En ARTÍCULOS

Que el Señor Dios justifique a los impíos no se debe a que Él disfrute de la ficción, o que se deleite por una terrible paradoja de llamar justo a uno que en realidad es malvado; pero este hecho corre paralelamente al otro, de que ese impío es en realidad justo. Y que el impío, quien en sí mismo es y permanece malvado, al mismo tiempo es y continúa siendo justo, encuentra su razón y fundamento en el hecho de que Dios pone a este pobre, miserable y perdido pecador en unión con un Mediador infinitamente rico, cuyos tesoros son inagotables. Por esta unión, todas sus deudas son canceladas, y todos los tesoros fluyen para él. De tal manera que aunque continúa, por sí mismo, empobrecido, es a la vez inmensamente rico a causa de su unión con Cristo. Esta es la razón de por qué todo depende de la fe en el Señor Jesucristo; por qué esa fe es el vínculo de unión. Si no hay tal fe, no puede haber unión con Cristo y aún estás en tus pecados. Pero si hay fe, entonces la unión ha sido establecida, entonces existe, y puedes hacer obras ya no por tu propia cuenta, sino en unión con Él que es quien cancela todas tus deudas, mientras te hace receptor de todo Su tesoro.

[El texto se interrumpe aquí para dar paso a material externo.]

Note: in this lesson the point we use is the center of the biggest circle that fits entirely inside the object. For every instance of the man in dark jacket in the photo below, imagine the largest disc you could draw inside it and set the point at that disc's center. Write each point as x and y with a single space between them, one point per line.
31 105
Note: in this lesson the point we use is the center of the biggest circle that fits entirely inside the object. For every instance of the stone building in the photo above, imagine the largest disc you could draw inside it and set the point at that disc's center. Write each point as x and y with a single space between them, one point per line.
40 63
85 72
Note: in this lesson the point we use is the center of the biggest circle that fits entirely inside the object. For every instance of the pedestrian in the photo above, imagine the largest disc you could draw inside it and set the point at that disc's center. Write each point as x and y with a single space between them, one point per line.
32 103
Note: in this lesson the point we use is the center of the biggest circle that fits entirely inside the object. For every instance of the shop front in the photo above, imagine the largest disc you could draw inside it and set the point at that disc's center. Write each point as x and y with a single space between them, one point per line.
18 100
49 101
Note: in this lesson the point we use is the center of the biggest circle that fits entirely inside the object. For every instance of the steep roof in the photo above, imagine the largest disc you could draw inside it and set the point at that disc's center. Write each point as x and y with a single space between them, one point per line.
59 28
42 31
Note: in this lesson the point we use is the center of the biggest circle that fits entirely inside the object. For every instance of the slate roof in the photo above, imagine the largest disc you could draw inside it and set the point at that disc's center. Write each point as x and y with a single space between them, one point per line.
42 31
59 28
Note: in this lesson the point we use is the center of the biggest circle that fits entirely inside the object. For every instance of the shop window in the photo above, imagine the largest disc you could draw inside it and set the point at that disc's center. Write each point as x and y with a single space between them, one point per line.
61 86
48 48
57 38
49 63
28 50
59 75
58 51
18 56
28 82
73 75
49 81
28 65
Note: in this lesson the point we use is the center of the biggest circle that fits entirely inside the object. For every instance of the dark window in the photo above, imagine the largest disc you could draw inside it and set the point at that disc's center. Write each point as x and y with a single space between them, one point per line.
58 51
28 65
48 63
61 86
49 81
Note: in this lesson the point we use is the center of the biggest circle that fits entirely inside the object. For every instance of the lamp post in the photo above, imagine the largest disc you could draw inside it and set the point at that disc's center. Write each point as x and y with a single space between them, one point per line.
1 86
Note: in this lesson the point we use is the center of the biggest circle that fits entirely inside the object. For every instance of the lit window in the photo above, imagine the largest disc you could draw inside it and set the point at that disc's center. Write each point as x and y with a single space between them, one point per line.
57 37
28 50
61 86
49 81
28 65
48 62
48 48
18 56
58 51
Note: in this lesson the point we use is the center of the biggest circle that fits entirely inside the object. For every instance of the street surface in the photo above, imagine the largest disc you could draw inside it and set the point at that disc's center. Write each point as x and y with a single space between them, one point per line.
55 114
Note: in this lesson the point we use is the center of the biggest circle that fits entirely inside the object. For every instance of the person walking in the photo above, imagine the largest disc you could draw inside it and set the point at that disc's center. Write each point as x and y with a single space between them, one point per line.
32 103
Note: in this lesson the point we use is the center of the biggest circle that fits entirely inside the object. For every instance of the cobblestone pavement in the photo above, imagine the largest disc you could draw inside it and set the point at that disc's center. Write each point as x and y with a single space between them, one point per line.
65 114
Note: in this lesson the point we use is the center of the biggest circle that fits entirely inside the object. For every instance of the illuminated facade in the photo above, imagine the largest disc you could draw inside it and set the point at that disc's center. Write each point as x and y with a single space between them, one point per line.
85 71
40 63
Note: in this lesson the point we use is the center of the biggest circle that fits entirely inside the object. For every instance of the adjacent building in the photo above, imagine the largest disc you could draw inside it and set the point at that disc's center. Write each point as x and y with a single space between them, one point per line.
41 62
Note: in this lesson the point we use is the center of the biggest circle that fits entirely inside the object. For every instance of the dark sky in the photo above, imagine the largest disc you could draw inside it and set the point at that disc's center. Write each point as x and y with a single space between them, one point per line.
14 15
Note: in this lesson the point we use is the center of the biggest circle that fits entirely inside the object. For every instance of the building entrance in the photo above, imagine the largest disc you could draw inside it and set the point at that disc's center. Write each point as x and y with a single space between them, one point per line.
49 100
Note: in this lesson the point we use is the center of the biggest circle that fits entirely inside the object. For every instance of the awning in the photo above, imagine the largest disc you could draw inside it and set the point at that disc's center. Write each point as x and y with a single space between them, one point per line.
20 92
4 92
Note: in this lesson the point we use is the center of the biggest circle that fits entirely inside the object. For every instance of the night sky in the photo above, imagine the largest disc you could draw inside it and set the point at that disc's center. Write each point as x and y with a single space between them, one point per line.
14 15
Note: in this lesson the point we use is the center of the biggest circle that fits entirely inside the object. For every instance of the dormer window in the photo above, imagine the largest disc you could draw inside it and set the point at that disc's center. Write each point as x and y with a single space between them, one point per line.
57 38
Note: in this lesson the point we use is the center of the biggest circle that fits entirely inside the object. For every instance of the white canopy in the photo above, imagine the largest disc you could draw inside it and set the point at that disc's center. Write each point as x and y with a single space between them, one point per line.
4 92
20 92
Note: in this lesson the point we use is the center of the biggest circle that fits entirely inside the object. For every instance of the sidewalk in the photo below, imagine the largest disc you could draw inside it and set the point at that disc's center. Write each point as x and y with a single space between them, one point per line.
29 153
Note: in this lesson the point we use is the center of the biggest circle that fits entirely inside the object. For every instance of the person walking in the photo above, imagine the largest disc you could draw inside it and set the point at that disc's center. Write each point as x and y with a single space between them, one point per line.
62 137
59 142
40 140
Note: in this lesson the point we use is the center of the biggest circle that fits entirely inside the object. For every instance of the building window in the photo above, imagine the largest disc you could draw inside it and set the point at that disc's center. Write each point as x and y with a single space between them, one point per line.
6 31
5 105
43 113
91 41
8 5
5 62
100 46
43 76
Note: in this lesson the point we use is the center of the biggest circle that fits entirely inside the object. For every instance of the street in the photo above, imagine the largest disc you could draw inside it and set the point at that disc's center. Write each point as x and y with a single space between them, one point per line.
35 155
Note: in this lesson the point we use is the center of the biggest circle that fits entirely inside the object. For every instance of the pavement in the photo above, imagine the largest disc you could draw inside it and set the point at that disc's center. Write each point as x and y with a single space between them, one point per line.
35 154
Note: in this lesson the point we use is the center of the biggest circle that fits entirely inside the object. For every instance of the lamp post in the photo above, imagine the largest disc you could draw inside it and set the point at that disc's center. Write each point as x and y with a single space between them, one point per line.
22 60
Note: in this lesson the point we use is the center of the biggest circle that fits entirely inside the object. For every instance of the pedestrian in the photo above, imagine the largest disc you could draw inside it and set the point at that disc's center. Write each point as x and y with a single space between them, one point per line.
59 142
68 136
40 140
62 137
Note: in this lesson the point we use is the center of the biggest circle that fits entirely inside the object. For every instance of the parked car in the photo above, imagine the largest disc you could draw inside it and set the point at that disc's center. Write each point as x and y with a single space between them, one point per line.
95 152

¿Cómo ha de entenderse esto? ¿Es la persona de Cristo quien nos acepta en esta unión? Y, como Dios ya no tiene que lidiar con nuestra pobreza, sino que ahora puede depender de las riquezas de Cristo, ¿nos cuenta entonces como buenos y justos? No, hermanos, y nuevamente, ¡no! No es así, y no puede ser presentado así; porque entonces no habría justificación por parte de Dios. Vosotros tenéis una cuenta que cobrar a un hombre que fracasó en un negocio, pero que fue aceptado como socio de un rico banquero, que canceló todas sus deudas. ¿Existe ahora la más mínima misericordia o bondad de vuestra parte, cuando endosan el cheque de ese hombre? Si hicieran lo contrario, ¿no estarían contradiciendo hechos sólidos y tangibles?

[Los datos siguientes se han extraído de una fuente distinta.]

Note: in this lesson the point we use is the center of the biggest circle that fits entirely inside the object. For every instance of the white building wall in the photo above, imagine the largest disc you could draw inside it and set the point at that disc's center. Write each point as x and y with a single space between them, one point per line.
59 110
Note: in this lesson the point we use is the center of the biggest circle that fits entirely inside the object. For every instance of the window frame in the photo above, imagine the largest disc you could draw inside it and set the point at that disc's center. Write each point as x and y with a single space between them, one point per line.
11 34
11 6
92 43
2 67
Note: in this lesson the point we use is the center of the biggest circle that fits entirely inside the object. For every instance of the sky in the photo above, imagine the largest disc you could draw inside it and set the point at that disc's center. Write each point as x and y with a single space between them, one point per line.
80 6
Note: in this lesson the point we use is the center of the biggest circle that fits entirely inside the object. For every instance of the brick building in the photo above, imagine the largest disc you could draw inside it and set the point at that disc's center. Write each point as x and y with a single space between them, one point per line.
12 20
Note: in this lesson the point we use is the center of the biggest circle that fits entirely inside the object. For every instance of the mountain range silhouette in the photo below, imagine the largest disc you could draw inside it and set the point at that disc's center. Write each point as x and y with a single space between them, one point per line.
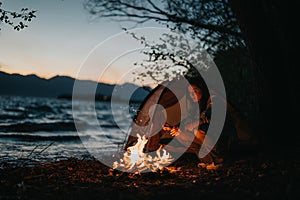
62 87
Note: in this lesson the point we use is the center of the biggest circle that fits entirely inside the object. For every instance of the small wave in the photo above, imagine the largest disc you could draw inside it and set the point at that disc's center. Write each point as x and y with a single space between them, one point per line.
37 138
36 127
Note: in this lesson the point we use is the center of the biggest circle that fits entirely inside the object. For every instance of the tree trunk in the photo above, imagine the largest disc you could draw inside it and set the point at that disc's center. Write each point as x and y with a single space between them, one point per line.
266 34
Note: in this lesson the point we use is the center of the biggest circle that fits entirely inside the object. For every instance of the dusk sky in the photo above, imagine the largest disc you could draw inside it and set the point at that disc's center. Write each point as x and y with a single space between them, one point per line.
58 40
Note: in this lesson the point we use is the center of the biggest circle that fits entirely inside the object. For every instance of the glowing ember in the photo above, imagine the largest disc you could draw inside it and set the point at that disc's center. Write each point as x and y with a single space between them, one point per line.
134 159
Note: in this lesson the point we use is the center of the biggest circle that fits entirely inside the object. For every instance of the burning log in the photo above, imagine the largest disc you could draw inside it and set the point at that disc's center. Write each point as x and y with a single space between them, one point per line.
136 160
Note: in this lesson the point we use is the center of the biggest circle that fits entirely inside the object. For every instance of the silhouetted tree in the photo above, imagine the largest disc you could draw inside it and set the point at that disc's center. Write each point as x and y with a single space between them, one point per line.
17 20
253 26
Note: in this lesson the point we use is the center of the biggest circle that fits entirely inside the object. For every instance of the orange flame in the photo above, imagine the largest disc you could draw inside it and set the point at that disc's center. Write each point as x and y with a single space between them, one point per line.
135 158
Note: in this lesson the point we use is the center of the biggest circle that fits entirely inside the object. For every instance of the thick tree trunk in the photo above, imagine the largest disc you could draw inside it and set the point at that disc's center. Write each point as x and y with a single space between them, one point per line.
267 37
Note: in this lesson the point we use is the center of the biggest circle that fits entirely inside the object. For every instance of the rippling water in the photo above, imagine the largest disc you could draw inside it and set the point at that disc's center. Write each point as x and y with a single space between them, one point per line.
43 129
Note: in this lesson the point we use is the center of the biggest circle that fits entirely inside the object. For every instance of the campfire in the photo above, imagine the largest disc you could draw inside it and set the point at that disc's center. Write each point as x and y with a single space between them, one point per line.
136 160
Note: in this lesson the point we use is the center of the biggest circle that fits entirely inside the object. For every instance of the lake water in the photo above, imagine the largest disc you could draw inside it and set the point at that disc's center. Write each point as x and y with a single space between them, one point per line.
42 129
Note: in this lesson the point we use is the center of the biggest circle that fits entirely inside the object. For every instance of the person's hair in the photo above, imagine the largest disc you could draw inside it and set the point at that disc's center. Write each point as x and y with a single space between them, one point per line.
200 83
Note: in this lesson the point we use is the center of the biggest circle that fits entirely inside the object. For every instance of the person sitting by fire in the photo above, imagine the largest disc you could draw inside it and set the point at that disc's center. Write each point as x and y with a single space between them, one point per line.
191 132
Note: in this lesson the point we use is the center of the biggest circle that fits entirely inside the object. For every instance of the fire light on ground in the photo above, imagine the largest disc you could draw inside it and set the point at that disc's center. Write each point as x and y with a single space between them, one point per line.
135 160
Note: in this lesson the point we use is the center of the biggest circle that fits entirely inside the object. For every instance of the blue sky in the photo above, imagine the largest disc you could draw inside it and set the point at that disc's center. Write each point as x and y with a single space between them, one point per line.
58 40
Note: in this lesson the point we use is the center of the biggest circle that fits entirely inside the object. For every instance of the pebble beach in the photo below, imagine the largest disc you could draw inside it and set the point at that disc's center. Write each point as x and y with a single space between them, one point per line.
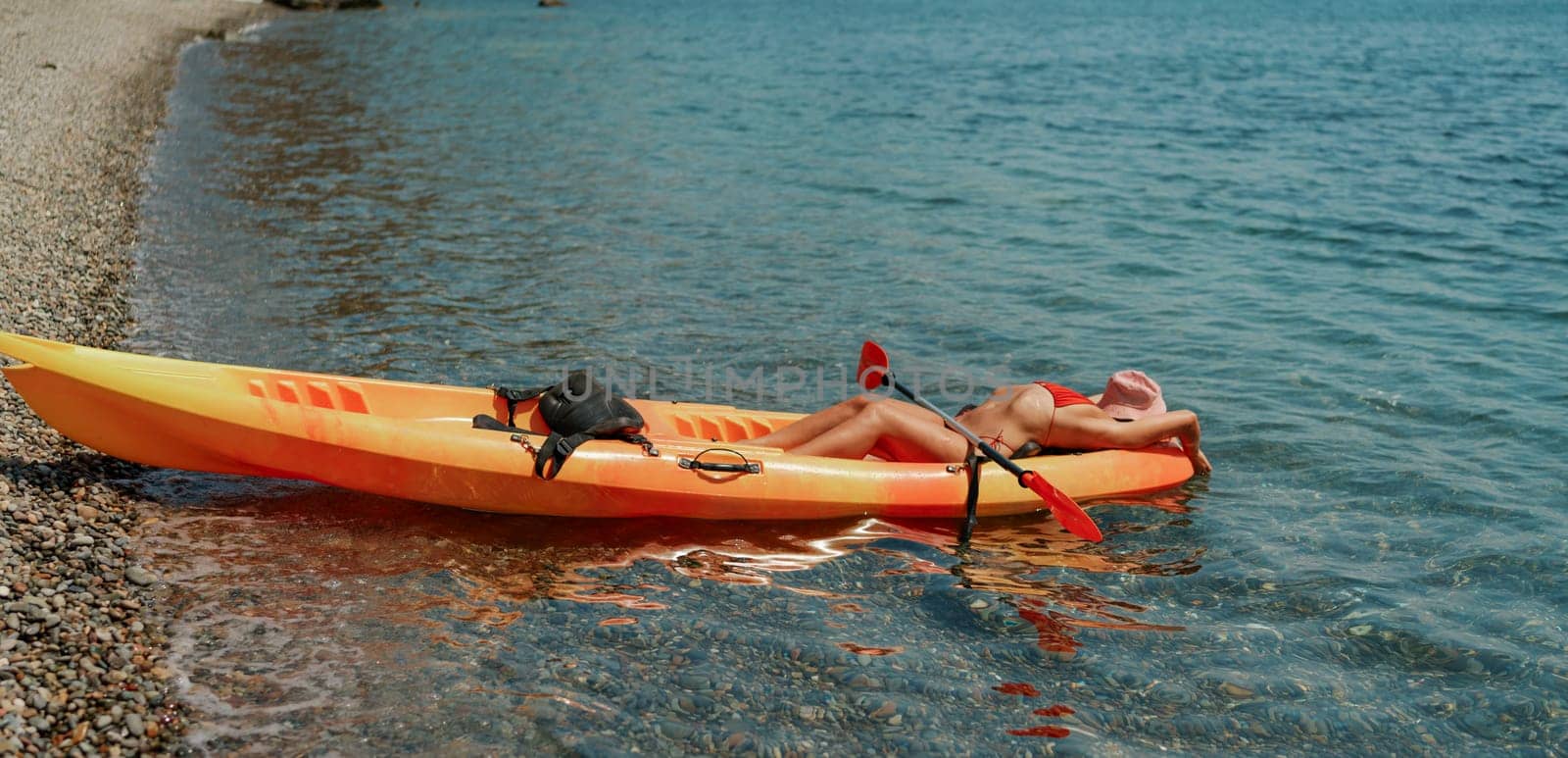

No, el Señor Dios no actúa de esa forma. Cristo no borra la deuda, y no obtiene para nosotros tesoros con otro método distinto al que Dios ha establecido; ni tampoco entra el impío, a través de la fe, en unión con Cristo independientemente del Padre; tampoco Dios, estando informado de estas transacciones, justifica al impío, que ya se había transformado en creyente. Porque entonces no habría honor para Dios, ni alabanza por Su gracia; no sería un impío sino, por el contrario, un creyente que ha sido justificado.

El tema no se tramita de esa forma. Fue el señor Dios, antes que nada, quien, sin diferenciar persona, y por lo tanto sin considerar la fe de la persona, sino de acuerdo a Su poder soberano, quien eligió una porción de los impíos para la vida eterna; no como juez, sino como Soberano. Pero siendo Juez además de Soberano, y por lo tanto incapaz de violar el derecho, Él que es quien ha elegido, el Dios Trino, también ha creado y dado todo lo que es necesario y requerido para la salvación; de manera que estas personas escogidas, en el momento apropiado y por los medios apropiados, puedan recibir y experimentar las cosas por las cuales finalmente se mostrará que todas las obras de Dios fueron majestuosas y todas su decisiones justas. Por eso encontramos este orden del Pacto de Gracia; y en este Pacto de Gracia, el ordenamiento del Mediador; y en el Mediador toda la satisfacción, justicia, y santidad, y de esa satisfacción, justicia, y santidad, primero la imputación, y después de eso el regalo.

Por eso Dios declara al impío justo antes de que crea, para que pueda creer, y no después de que crea. Este acto de justificación es el acto creativo de Dios, en que también es depositada la satisfacción, la justicia, y la santidad de Cristo, y de las cuales fluye también la imputación de una concesión de todas estas al impío. Por lo tanto, no hay en este acto de justificación ni el más mínimo error o falsedad. Sólo es declarado justo aquel que siendo impío en sí mismo, por medio de esta declaración, es y se hace justo en Cristo.

Sólo de esta forma es posible entender a cabalidad la doctrina de justificación en toda su riqueza y gloria. Sin esta profunda concepción de ella, la justificación es meramente el perdón del pecado, después del cual, estando relevados de la carga, comenzamos nuestro camino con un renovado entusiasmo para trabajar por Dios. Y esto no es otra cosa que un genuino y fatal arminianismo.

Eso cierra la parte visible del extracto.